First, as a totally untried and untested central bank, there will be considerable advantages in the ECB for holding gold. While not everyone shares this view, there are strong and intellectually robust arguments in its favor.
Second, the European Monetary Union (EMU) will be a major step in the evolution of the international monetary system. It will have been meticulously planned, but in the early years it is bound to face a number of perhaps unexpected challenges.
One very important — indeed, necessary — condition assuring the longevity of the new monetary arrangements will be acceptance by the people in potentially 15 European states that monetary affairs will operate to ensure an environment of low inflation and overall financial stability. This process has been reinforced by the general move by European governments (as required by the Maastricht Treaty for those countries participating in EMU) to give their central banks formal independence.

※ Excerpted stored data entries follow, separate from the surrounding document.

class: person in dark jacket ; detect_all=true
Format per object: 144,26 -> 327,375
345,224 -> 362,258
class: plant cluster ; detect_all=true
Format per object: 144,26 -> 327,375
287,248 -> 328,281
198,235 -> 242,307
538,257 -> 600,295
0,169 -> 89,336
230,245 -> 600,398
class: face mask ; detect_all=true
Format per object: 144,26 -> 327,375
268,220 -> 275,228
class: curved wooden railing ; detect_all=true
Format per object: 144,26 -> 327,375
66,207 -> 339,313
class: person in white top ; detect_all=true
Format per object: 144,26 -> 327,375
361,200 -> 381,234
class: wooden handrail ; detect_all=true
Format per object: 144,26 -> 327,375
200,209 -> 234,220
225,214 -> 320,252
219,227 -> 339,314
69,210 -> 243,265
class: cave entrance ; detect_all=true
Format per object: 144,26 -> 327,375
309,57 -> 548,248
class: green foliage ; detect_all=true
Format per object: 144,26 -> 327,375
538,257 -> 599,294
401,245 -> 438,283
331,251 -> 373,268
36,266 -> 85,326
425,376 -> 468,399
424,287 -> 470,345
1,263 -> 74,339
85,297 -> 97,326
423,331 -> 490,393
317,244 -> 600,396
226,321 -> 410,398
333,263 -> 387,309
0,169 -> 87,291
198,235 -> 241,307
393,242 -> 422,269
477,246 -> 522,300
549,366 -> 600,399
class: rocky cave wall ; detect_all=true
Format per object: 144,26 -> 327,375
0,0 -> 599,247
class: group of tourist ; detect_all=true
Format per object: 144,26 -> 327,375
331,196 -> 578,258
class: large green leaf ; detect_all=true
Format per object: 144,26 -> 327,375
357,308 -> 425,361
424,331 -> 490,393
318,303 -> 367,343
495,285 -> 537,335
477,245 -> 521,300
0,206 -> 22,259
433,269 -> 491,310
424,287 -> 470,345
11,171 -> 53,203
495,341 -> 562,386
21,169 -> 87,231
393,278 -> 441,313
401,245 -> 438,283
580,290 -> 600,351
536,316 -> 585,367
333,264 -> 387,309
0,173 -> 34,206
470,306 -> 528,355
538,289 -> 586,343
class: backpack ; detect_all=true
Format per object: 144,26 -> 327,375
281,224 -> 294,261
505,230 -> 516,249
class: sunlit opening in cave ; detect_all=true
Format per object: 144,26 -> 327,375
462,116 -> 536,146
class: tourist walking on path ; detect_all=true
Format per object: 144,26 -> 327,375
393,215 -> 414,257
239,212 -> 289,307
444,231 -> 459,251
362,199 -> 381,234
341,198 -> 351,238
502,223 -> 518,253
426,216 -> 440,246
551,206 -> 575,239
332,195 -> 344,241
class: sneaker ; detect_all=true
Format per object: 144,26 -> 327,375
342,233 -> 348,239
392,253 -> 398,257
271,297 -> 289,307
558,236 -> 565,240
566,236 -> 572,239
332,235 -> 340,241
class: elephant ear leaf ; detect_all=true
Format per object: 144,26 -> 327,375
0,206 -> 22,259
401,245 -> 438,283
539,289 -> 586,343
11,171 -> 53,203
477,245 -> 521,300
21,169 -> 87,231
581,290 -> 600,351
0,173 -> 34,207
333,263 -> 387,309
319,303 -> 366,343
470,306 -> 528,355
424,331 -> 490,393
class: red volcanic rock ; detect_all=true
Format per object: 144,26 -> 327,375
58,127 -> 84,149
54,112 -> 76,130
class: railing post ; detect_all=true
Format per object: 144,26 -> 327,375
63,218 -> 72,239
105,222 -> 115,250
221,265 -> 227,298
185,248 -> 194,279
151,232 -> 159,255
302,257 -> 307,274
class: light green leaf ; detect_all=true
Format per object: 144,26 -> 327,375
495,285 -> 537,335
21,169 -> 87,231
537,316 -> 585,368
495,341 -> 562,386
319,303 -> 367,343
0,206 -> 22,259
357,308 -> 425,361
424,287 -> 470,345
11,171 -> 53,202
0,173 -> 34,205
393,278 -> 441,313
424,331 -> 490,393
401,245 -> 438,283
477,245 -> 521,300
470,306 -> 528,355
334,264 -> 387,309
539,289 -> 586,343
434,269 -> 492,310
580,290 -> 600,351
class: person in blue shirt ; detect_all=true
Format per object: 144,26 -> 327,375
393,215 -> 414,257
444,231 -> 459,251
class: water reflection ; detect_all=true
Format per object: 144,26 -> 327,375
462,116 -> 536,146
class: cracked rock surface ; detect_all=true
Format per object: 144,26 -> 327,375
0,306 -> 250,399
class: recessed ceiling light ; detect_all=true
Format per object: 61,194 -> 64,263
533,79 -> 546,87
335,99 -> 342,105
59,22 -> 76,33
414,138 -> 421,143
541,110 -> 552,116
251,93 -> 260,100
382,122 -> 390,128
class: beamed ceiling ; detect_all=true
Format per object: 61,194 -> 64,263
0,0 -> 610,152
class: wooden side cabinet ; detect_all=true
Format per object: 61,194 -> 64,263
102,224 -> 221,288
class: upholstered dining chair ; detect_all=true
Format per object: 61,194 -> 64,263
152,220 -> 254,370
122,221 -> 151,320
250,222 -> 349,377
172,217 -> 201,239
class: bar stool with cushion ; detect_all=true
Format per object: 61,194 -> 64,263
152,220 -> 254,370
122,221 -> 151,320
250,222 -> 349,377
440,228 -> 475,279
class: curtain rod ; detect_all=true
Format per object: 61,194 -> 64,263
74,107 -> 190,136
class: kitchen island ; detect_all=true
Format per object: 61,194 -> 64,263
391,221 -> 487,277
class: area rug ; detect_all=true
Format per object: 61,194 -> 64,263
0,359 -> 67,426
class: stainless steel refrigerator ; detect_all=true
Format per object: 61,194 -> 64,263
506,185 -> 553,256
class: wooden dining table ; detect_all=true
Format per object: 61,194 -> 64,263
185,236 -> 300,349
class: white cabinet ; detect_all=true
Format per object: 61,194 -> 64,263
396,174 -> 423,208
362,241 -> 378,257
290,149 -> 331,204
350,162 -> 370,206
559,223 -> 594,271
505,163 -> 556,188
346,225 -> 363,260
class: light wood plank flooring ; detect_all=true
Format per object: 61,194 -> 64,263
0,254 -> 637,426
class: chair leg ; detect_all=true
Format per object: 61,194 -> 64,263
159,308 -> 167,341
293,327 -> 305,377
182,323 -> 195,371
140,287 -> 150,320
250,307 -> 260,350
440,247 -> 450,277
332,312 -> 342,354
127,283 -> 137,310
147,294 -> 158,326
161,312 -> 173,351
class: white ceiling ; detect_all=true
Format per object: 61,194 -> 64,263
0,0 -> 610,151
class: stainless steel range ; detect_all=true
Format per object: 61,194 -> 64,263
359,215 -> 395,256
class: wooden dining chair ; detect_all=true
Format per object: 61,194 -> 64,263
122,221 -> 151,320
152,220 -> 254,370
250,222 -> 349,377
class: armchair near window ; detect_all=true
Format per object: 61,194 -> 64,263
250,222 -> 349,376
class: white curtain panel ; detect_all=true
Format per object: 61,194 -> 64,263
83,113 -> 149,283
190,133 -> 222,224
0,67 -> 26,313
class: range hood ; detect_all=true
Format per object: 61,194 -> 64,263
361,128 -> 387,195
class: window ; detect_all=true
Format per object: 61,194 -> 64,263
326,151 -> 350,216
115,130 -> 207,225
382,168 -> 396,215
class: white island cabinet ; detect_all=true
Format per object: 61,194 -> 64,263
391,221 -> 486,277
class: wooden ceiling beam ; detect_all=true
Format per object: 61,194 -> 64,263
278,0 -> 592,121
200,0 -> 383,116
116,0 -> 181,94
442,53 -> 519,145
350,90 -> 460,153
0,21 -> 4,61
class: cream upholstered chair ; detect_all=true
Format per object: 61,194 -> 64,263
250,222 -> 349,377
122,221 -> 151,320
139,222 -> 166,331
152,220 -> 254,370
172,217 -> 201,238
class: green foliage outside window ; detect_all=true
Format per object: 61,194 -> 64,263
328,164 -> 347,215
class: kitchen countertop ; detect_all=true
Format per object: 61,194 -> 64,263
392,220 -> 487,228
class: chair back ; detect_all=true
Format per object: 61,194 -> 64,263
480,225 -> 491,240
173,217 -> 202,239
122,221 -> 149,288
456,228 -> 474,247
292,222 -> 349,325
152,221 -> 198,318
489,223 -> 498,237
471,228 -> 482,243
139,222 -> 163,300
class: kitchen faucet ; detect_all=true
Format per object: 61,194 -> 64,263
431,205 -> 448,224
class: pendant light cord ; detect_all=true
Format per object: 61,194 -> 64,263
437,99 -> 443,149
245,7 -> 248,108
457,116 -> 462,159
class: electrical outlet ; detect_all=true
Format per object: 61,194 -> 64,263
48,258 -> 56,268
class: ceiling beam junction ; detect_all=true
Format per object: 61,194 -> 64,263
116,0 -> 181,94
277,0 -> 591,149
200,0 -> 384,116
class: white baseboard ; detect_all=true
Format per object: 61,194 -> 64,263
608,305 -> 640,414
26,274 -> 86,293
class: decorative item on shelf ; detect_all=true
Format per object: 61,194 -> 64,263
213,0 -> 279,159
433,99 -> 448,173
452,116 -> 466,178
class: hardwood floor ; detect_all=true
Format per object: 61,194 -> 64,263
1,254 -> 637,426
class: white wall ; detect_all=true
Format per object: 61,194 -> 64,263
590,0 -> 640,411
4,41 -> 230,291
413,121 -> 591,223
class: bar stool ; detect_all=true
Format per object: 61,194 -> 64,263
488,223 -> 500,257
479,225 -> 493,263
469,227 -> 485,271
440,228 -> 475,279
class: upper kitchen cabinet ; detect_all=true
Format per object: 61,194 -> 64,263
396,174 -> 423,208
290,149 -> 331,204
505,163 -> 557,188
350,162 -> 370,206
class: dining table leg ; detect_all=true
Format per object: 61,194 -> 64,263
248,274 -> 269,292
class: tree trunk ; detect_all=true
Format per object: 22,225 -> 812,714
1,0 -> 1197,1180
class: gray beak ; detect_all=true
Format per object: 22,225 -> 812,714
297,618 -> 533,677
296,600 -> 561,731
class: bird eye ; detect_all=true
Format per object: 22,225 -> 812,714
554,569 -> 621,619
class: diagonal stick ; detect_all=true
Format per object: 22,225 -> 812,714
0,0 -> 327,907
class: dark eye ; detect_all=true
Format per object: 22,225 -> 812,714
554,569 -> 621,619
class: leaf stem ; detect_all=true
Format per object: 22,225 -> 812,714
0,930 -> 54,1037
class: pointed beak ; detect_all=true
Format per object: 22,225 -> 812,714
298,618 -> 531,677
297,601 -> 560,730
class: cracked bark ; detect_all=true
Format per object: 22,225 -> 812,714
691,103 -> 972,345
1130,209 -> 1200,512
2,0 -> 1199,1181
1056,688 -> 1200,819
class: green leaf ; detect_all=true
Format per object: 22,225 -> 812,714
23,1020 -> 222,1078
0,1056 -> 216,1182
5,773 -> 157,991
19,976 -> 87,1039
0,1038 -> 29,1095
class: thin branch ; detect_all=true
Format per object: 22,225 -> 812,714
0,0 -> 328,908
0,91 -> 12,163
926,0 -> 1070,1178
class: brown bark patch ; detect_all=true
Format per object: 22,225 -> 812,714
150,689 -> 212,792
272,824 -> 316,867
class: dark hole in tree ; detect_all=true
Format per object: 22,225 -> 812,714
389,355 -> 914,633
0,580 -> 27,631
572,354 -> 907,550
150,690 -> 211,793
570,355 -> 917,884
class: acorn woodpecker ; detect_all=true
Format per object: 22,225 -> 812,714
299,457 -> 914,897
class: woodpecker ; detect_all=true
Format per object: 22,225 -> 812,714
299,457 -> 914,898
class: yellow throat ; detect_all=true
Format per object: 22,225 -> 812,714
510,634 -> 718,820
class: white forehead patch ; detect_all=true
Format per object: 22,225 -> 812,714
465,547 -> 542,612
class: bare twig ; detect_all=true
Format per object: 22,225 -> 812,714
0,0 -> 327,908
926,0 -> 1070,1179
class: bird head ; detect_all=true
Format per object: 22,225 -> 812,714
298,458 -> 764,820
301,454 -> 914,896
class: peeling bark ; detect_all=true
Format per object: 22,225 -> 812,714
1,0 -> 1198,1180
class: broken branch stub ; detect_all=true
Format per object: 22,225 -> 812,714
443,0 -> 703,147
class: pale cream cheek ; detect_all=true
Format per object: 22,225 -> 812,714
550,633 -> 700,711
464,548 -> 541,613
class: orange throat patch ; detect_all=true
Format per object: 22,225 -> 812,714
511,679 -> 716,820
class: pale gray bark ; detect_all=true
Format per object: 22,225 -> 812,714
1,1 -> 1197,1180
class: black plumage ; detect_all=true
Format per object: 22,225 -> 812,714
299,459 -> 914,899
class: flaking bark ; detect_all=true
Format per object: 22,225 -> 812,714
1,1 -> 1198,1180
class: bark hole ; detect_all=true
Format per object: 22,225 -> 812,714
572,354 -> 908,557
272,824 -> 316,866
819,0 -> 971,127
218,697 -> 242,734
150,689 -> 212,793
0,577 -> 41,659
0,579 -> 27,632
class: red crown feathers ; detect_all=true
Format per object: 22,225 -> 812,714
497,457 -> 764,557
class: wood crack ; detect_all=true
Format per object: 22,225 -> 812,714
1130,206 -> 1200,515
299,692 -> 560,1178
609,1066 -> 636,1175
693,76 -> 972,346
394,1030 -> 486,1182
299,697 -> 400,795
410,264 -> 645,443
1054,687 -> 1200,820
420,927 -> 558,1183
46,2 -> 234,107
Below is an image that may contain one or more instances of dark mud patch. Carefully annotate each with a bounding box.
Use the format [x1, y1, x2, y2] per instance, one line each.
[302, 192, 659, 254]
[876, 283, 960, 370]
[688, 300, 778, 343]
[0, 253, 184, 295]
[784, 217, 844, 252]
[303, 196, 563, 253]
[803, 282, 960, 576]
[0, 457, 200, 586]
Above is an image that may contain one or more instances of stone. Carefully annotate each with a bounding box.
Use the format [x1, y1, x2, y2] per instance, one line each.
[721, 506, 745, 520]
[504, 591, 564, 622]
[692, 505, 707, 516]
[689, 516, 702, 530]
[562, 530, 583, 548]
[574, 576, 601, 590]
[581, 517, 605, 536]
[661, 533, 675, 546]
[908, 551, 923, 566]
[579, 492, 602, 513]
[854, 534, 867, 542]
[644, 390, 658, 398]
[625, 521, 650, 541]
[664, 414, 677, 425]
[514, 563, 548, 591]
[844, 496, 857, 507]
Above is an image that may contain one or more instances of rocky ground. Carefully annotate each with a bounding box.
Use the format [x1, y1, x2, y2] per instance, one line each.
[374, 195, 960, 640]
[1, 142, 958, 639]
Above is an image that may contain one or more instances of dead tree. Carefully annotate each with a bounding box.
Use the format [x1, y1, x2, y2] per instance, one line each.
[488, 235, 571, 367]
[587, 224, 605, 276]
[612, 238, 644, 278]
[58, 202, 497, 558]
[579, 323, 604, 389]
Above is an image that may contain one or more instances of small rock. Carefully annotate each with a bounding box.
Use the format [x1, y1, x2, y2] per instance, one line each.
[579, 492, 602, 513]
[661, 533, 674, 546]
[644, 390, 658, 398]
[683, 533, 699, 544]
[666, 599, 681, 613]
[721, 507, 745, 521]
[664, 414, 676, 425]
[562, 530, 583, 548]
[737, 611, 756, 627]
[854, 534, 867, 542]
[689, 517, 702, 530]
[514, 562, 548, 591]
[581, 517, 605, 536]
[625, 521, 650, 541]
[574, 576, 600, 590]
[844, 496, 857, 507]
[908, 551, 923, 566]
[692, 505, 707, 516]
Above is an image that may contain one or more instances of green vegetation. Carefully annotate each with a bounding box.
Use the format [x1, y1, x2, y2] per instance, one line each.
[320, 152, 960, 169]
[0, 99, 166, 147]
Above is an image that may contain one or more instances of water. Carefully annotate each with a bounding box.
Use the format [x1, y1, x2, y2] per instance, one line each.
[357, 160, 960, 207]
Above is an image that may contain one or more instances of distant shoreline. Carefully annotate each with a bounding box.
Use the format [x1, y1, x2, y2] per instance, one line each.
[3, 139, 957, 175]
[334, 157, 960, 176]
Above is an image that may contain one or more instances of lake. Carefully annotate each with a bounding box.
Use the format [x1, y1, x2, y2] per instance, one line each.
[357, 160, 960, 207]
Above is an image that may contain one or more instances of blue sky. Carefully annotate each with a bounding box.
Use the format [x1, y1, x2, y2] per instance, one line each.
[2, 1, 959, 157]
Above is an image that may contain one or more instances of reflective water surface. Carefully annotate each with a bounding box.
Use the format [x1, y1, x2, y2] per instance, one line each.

Third, all 15 potential members of the ECB currently hold gold, in some cases significant amounts. For example, France holds almost 45% of its total reserves in gold (valued at market prices), whereas both Italy and Germany hold more than 25%. The reserve profile of the typical European central bank thus encompasses — and has long encompassed — gold as well as foreign exchange.
The new ECB will be the successor to national central banks. In order to inspire confidence and trust at the outset, it will be expected to behave and look like the bodies it supersedes. The structure of the ECB’s reserve pool is, however, equally important in demonstrating that it has not only the quantum of resources it might need to ride out unexpected shocks in the early days, but also the right mix.
Fourth, gold, as has long been remarked, has the important virtue of being no one’s liability. It is an asset independent of the monetary policy, inflation record or vulnerability to exchange controls and/or asset freezes that can afflict holdings of foreign exchange.
Fifth, even though a central bank cannot, of course, use gold directly in older to intervene in the foreign exchange markets, it is liquid in times of need; it is universally acceptable as a means of payment; and it can provide a ready form of collateral against the need to borrow.
Sixth, the new tripolar international monetary system, with the dollar, euro and yen at its base, will take time to bed down. It is impossible to say what shocks may hit it during the formative years. In the face of uncertainty, there is considerable virtue in holding an asset such as gold.
It is said that the return that can be earned on it is inferior to that on other financial assets. That may, of course, be true in certain periods, but it need not be true in others, especially in an era of low inflation.
If an opportunity cost of holding gold does exist, it can be seen as an insurance premium — a price deliberately paid to guard against a highly improbable but (if it occurs) a highly damaging event. Such an event might be war, an unexpected resurgence of inflation.
The exact amount of gold to be held by the ECB is clearly a matter for debate. Individual countries already take different views on this (and it is important to remember that national central banks will continue to hold that portion of their existing reserves which has not been pooled at the ECB).
However, there are undoubtedly very strong reasons why gold should form a part of the ECB’s reserve portfolio. In the face of such a high degree of uncertainty, Europe’s central bankers should not pass up any opportunity to build confidence in the new currency from the outset. Gold provides that opportunity.
— The author is a spokesman for the Public Policy Center of the World Gold Council.